Width Difference in the B_s-bar{B_s} System

We use the heavy quark expansion to investigate the width difference $\Delta\Gamma_{B_s}$ between the $B_s$ mass eigenstates. The corrections of ${\cal O}(\Lambda_{QCD}/m_b)$ and ${\cal O}(m_s/m_b)$ to the leading order expression in the operator product expansion are derived and estimated to yield a sizable reduction of the leading result for $\Delta\Gamma_{B_s}$ by typically $30\%$. For completeness we also quantify small effects due to penguin operators and CKM suppressed contributions. Based on our results we discuss the prediction for $(\Delta\Gamma/\Gamma)_{B_s}$ with particular emphasis on theoretical uncertainties. We find $(\Delta\Gamma/\Gamma)_{B_s}=0.16^{+0.11}_{-0.09}$, where the large error is dominated by the uncertainty in hadronic matrix elements.
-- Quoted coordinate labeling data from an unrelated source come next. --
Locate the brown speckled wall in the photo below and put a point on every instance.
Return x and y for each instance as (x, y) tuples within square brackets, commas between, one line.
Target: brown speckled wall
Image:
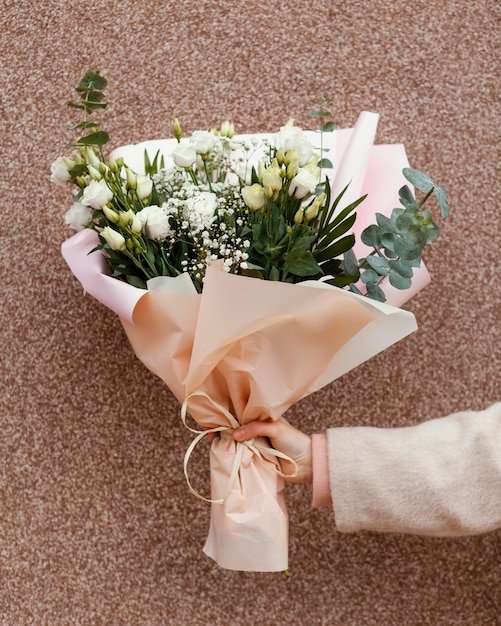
[(96, 524)]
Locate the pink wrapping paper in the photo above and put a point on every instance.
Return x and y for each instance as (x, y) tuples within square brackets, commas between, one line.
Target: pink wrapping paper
[(254, 348), (248, 349)]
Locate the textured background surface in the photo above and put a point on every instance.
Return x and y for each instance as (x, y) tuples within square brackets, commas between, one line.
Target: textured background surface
[(96, 524)]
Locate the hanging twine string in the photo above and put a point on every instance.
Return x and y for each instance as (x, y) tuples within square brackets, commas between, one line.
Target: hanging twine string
[(226, 432)]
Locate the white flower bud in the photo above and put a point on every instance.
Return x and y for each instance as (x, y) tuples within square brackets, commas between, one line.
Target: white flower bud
[(144, 187), (113, 238), (184, 155), (78, 216), (97, 194), (253, 196)]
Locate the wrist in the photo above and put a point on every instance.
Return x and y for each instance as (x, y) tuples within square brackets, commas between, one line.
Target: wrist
[(320, 468)]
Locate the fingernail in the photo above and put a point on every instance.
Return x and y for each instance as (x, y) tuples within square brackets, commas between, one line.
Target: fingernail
[(239, 434)]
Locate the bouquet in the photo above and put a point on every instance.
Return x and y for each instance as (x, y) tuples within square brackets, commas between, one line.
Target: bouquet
[(244, 279)]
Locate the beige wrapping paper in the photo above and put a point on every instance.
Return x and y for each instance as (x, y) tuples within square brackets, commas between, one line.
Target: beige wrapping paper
[(244, 349)]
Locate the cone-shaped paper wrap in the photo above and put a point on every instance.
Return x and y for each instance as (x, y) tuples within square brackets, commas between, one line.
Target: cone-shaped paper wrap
[(244, 349)]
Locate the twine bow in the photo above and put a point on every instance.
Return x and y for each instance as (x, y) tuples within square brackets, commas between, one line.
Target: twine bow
[(226, 432)]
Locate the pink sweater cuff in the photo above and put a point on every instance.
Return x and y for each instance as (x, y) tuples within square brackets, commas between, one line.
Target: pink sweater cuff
[(320, 465)]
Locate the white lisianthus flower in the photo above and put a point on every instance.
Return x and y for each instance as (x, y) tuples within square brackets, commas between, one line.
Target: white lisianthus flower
[(78, 216), (184, 155), (204, 141), (155, 221), (200, 210), (253, 196), (144, 186), (292, 137), (129, 218), (97, 194), (113, 238), (304, 183), (59, 170)]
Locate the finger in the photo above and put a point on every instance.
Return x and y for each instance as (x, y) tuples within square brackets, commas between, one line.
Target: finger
[(256, 428)]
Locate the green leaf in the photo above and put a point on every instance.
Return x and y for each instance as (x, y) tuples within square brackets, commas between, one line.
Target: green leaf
[(94, 139), (399, 282), (302, 264), (371, 237), (375, 293), (78, 170), (378, 264), (384, 222), (369, 276), (328, 127), (406, 250), (401, 267), (350, 262), (342, 280), (407, 198), (441, 196), (336, 249), (135, 281), (421, 181), (274, 274)]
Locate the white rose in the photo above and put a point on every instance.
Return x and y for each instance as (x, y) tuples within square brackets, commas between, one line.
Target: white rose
[(144, 186), (184, 155), (199, 210), (59, 170), (113, 238), (253, 196), (97, 194), (304, 183), (78, 216), (204, 141), (155, 221), (290, 137)]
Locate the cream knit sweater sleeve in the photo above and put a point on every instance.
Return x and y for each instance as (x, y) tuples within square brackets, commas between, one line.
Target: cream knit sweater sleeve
[(442, 477)]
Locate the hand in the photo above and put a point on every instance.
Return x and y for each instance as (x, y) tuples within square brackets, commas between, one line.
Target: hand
[(288, 440)]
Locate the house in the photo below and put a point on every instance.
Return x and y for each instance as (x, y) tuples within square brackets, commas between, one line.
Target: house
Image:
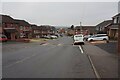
[(112, 31), (25, 28), (116, 21), (102, 27), (47, 30), (36, 31), (85, 30), (70, 32), (9, 27)]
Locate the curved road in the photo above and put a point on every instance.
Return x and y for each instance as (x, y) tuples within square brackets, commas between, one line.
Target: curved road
[(55, 59)]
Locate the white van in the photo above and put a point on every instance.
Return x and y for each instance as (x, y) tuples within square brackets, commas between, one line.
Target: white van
[(78, 39), (99, 37)]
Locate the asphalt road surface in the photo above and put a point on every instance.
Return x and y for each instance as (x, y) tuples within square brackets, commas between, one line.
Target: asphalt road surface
[(54, 59)]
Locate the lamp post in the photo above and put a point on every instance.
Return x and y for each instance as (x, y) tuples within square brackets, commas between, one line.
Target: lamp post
[(81, 27)]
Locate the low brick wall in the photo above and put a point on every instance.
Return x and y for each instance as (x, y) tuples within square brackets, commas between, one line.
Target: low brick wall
[(23, 40)]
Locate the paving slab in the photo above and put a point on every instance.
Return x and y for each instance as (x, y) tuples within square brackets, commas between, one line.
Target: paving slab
[(105, 63)]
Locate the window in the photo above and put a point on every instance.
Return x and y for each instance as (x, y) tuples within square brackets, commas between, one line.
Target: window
[(21, 27)]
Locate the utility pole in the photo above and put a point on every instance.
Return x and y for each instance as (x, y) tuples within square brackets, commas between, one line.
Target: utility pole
[(81, 27)]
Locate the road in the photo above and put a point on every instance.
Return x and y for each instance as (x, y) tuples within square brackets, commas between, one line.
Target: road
[(54, 59)]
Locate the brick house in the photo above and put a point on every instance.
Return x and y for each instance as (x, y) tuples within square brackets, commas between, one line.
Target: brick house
[(36, 31), (116, 21), (85, 30), (47, 30), (25, 28), (102, 27), (9, 27)]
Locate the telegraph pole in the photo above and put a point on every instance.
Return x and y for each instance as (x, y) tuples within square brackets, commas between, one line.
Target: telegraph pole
[(81, 27)]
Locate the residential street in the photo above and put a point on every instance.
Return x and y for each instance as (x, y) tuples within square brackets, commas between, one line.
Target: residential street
[(56, 59)]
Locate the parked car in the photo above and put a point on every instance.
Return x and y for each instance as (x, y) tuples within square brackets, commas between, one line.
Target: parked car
[(99, 37), (86, 37), (3, 38), (78, 39)]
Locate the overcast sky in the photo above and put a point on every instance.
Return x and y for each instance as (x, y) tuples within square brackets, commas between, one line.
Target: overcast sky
[(61, 13)]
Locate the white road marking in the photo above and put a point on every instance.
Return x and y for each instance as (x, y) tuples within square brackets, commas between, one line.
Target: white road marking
[(21, 60), (81, 49)]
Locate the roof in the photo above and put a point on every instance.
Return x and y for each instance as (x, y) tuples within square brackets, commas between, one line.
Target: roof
[(116, 15), (104, 23), (113, 26), (85, 26), (6, 18), (22, 22)]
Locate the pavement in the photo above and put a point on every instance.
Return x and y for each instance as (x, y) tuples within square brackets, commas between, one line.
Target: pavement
[(57, 59)]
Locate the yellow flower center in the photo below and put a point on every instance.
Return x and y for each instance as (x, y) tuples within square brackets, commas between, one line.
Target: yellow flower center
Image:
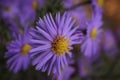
[(93, 33), (25, 48), (100, 2), (34, 4), (60, 45)]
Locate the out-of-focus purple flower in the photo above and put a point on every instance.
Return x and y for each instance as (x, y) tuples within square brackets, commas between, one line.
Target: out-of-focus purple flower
[(80, 14), (9, 9), (18, 52), (52, 41), (83, 67), (92, 41), (97, 5), (66, 73), (109, 43)]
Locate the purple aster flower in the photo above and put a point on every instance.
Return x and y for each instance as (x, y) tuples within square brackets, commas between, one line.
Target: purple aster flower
[(52, 41), (18, 52), (97, 5), (109, 43), (93, 37)]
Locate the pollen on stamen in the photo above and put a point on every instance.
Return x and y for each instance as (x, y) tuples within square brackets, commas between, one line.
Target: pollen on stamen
[(60, 45), (93, 33), (25, 49)]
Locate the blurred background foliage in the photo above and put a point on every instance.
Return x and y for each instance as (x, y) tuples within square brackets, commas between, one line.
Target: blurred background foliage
[(103, 68)]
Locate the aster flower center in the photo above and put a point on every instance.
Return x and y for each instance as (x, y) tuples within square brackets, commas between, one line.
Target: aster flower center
[(25, 48), (34, 4), (7, 8), (100, 2), (93, 33), (60, 45)]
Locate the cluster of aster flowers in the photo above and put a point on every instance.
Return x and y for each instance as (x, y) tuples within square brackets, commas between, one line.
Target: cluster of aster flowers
[(49, 45)]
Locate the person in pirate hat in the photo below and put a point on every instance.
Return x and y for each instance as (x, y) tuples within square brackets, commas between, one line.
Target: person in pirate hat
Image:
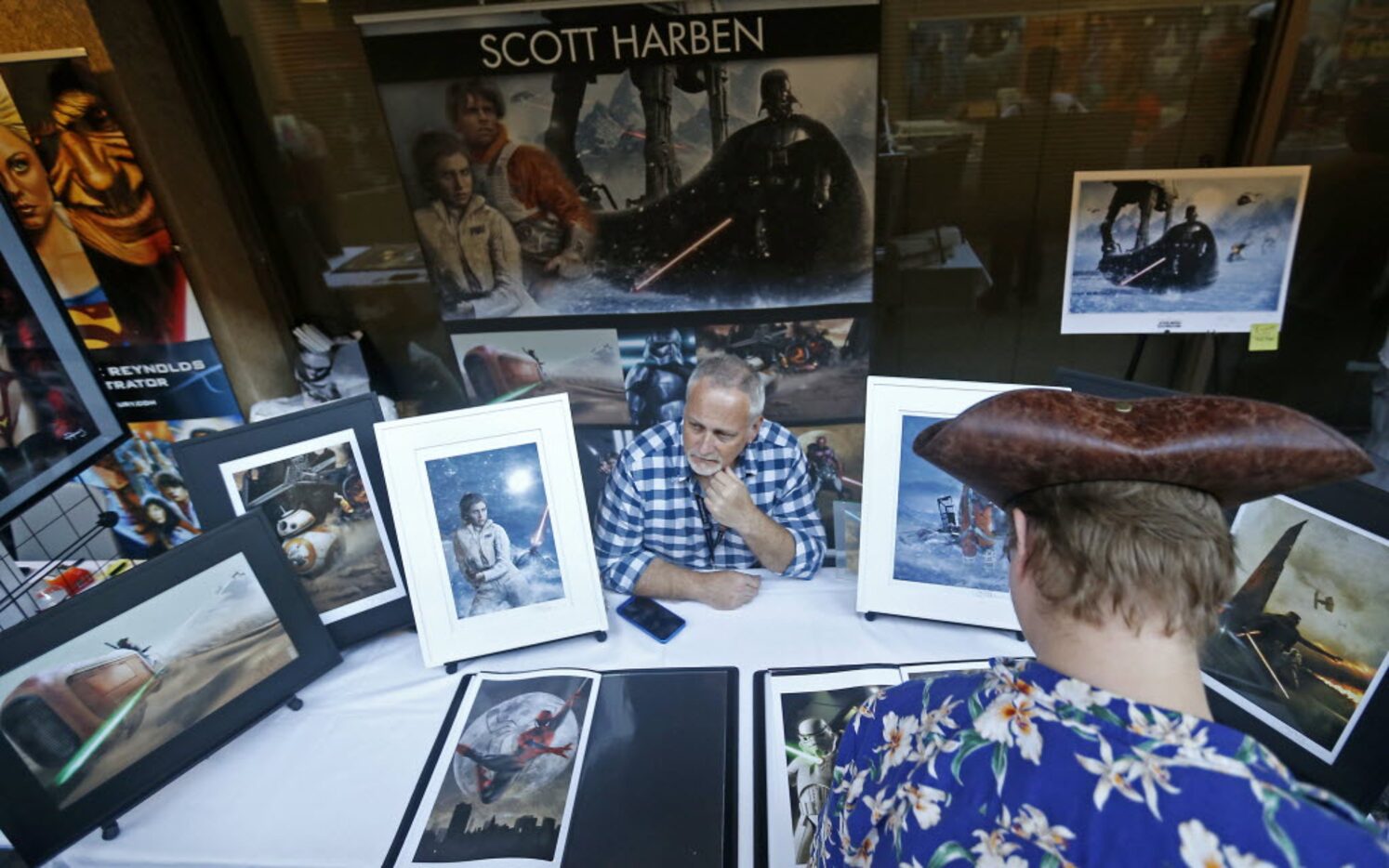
[(1102, 752)]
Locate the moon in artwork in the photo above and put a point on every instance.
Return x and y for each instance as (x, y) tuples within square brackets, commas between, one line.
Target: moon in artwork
[(496, 730), (520, 480)]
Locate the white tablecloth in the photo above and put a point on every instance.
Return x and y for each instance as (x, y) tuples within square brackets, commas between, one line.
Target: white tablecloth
[(326, 785)]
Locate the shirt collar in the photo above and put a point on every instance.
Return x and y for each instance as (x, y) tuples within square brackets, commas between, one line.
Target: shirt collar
[(1118, 717)]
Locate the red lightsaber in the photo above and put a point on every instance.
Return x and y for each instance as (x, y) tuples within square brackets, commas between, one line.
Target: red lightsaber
[(652, 278)]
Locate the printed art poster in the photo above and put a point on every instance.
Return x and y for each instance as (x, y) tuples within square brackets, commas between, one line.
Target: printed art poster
[(635, 159), (1181, 250), (1303, 645), (84, 199), (503, 792), (99, 703)]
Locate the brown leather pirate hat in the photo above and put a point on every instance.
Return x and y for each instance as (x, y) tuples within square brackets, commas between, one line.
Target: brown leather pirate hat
[(1235, 449)]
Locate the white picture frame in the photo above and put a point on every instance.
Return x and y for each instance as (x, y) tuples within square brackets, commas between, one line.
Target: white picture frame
[(1257, 208), (452, 443), (894, 403)]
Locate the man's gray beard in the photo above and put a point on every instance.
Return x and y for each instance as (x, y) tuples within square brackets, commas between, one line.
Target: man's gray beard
[(691, 460)]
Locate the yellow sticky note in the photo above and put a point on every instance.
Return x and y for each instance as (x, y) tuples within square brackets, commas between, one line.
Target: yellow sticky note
[(1263, 336)]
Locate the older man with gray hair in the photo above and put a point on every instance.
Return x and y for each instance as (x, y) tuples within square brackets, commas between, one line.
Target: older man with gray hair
[(694, 505)]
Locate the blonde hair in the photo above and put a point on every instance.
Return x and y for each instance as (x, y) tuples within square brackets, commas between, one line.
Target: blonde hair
[(1146, 552)]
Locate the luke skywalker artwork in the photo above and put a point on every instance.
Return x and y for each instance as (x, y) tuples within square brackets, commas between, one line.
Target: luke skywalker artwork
[(483, 552)]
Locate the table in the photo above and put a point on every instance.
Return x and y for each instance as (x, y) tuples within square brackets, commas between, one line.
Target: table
[(326, 785)]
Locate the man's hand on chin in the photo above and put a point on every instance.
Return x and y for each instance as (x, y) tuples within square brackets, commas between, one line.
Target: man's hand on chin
[(727, 589), (728, 500)]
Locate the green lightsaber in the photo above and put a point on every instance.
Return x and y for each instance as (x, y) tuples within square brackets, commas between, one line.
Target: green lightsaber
[(514, 393), (100, 735)]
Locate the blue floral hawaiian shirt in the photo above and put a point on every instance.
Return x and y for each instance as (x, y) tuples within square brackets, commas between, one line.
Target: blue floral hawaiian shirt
[(1023, 766)]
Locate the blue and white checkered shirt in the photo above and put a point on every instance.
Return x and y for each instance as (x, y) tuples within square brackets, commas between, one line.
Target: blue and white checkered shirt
[(649, 507)]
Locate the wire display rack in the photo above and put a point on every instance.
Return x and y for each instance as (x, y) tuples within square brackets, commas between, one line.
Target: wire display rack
[(53, 550)]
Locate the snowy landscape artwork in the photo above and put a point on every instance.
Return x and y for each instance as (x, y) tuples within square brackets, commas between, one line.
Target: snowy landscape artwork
[(1181, 250), (494, 525), (946, 533), (928, 545), (489, 505)]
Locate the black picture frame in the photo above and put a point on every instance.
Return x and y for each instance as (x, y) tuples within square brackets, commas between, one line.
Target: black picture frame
[(30, 815), (202, 460), (1107, 387), (1361, 769), (46, 371), (621, 802)]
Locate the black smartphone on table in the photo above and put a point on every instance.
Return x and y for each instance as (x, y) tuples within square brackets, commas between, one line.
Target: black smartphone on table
[(652, 618)]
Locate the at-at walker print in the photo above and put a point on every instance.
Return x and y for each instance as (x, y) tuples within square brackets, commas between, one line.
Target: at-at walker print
[(1181, 250)]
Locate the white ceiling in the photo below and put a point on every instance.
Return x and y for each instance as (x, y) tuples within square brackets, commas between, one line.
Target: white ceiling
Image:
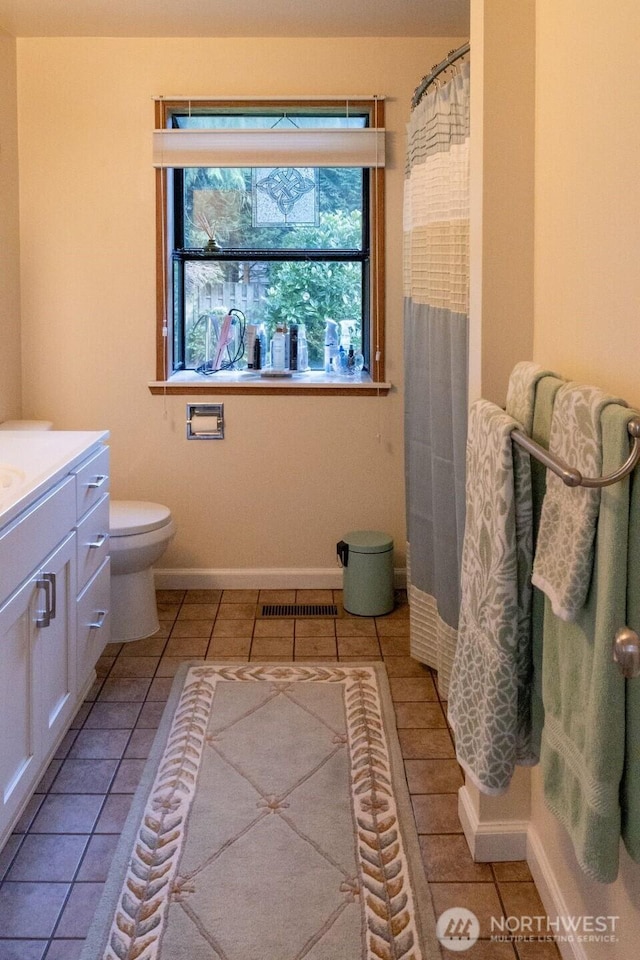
[(234, 18)]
An accuracy of about $10\%$ in $(\Delta\Gamma/\Gamma)_{B_s}$ should be within reach, assuming continuing progress in lattice calculations. In addition we address phenomenological issues and implications of a $\Delta\Gamma_{B_s}$ measurement for constraints on $\Delta M_{B_s}$ and CKM parameters. We further consider in some detail the lifetime ratio $\tau(B_s)/\tau(B_d)$ and estimate that, most likely, $|\tau(B_s)/\tau(B_d)-1|<1\%$.